143rd Lycoming County Fair under way in Hughesville
HUGHESVILLE – For many, a trip to the Lycoming County Fair is part of the summer experience. The sweet aroma of funnel cakes, and well, pretty much anything fried, mingled with the farm-fresh smells of animals beckons familiar, warm memories.
But for Ella Fang, this was a totally new experience. Fang is a 24-year-old Penn State Harrisburg student who hails from Shijiazhuang, China, and said she was amazed at the close-knit community she saw in the short time she was at the fair.
“This local area is so connected,” Fang said, noting her home city is hectic. “This (the fair) is so neat because the animals are so close, you can touch them. All my life, I’ve been surrounded by people, people, people, but now I can see animals,” she said as she gestured to the rabbits in the bunny barn.
“Technology takes you away from what it should be, but here, it’s a connection, I can feel it,” she said.
Fang was there with her new boyfriend, Zach Soohy, 29, who was born and raised in Hughesville, but now lives in Martinsburg. For Soohy, the fair is part of his milieu, and he grew up helping his grandfather Robert King, who ran the sportsman exhibit with wildlife at the fair for years.
“I trained monkeys to eat peanuts and goats to eat out of your hand,” Soohy said.
Now, his favorite part of the fair is the food – and birch beer. He still likes animals, though he no longer trains them.
Adrienne Raichel, 32, of the Poconos, was helping her son Julian Rogai, 8, and his friend Luke Severn, 6, form their own young memories of the fair.
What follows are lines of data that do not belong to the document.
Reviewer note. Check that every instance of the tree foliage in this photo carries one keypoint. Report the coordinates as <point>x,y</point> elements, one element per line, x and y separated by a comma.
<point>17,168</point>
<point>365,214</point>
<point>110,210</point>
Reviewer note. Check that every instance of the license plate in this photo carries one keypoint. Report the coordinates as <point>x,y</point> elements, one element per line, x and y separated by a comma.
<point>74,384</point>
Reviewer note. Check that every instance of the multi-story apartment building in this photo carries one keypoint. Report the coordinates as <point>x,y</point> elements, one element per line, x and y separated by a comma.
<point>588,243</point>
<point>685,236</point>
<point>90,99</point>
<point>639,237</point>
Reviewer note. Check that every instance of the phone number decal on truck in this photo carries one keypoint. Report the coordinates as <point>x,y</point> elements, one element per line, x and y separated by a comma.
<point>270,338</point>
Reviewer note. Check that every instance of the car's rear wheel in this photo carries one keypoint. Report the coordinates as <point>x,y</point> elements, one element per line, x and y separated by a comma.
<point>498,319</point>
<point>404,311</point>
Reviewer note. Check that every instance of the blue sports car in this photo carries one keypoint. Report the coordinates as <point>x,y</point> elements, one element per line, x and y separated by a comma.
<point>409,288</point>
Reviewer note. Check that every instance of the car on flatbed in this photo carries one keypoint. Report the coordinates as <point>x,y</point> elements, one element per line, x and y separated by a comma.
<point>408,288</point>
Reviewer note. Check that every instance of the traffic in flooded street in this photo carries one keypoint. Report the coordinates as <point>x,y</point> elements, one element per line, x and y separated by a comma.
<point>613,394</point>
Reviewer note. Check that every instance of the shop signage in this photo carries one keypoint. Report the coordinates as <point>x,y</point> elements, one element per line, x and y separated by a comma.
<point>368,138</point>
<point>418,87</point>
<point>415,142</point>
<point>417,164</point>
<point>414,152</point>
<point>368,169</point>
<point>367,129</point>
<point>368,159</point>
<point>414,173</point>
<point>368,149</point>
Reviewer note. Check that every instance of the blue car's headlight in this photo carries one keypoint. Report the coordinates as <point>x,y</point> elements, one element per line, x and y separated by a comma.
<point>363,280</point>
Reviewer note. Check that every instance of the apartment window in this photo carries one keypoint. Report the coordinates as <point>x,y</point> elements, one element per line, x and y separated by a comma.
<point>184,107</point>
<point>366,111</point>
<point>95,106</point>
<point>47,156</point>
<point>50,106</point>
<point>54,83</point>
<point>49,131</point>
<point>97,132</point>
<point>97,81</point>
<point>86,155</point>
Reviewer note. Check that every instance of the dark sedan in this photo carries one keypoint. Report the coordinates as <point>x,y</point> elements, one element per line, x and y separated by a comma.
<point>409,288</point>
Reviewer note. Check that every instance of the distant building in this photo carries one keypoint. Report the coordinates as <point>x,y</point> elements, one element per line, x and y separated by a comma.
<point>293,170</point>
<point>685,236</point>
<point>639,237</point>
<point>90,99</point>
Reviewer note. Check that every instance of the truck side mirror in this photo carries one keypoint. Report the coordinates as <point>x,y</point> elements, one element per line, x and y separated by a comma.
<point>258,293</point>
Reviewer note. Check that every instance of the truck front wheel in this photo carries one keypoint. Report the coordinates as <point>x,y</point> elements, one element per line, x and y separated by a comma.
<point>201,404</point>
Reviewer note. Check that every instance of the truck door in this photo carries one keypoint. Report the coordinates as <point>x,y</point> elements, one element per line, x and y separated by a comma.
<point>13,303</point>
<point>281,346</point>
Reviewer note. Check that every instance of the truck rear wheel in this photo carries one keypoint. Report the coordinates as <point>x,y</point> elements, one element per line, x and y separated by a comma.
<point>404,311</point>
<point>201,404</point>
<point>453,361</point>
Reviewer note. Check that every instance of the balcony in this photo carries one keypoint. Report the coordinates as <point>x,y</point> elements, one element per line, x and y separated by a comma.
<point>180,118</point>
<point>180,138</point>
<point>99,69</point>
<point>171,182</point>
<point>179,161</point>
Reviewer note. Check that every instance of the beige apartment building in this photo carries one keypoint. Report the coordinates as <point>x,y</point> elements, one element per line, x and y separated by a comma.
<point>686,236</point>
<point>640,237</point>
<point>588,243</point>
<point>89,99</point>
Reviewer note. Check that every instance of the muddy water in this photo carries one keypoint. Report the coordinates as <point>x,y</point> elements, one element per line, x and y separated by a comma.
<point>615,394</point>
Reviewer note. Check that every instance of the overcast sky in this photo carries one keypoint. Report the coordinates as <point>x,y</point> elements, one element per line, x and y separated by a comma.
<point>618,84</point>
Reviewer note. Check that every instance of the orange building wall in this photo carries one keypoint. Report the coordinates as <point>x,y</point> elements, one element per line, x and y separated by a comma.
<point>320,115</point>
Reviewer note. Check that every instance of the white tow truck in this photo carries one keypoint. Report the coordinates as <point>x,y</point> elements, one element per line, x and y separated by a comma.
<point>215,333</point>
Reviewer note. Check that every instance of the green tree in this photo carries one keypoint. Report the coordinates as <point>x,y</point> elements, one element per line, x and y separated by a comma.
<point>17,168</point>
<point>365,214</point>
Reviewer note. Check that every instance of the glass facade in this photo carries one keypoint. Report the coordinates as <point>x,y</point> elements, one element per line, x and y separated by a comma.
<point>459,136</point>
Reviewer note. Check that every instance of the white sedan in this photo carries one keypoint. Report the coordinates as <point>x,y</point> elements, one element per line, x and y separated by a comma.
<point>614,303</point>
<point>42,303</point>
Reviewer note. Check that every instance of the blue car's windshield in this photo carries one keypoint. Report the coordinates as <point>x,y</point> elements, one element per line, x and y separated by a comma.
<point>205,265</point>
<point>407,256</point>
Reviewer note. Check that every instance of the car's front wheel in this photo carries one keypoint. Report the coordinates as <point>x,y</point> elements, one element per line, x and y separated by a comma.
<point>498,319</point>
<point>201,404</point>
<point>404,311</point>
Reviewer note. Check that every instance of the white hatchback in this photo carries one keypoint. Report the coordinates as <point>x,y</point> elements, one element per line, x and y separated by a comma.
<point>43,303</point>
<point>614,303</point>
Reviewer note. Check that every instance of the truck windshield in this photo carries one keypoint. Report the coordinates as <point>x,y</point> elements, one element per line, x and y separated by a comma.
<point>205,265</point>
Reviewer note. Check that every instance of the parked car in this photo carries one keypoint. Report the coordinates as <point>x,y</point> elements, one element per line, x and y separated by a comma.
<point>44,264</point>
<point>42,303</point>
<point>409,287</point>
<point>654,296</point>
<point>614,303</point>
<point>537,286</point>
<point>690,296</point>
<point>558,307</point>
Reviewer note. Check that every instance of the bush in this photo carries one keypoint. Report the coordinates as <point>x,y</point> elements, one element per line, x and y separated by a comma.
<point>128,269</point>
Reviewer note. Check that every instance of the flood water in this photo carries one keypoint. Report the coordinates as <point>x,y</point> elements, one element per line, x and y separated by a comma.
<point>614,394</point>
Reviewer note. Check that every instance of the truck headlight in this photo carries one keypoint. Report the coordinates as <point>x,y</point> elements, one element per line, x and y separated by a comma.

The boys’ favorite were the pigs and rabbits, particularly one small, fuzzy black bunny with straight-up ears.
“I like him because a lot of my pets are black,” Rogai said, although he admitted it’s also because the bunny is cute and small.
Severn was looking forward especially to cotton candy, and Raichel was salivating at the thought of sugar waffles.
Stephanie Tempesco, 33, of Williamsport, was there with her family and said she’s taken her two daughters and son since they were born. Tempesco prefers to go on the fair’s opening night since it’s less crowded. They’ll come back again when all the animals arrived.
Her daughter Khyleigh, 15, likes the horses best, while Cortney, 16, prefers the cows. Meanwhile, Jayden, 7, definitely likes the floppy-eared bunnies.
Stacey and Chad Losell of DuBoistown have come to the fair since they were young, and 35 years later, now bring their daughter. At 14, she’s more interested in rides than things cute and furry, and was off with her friends on rides while mom and dad took a break on a bench. The Losells appreciate that admission includes rides. They always look forward to the fantastic fair food, such as the crisp honey sugar waffles and refreshing Hawaiian shaved ice.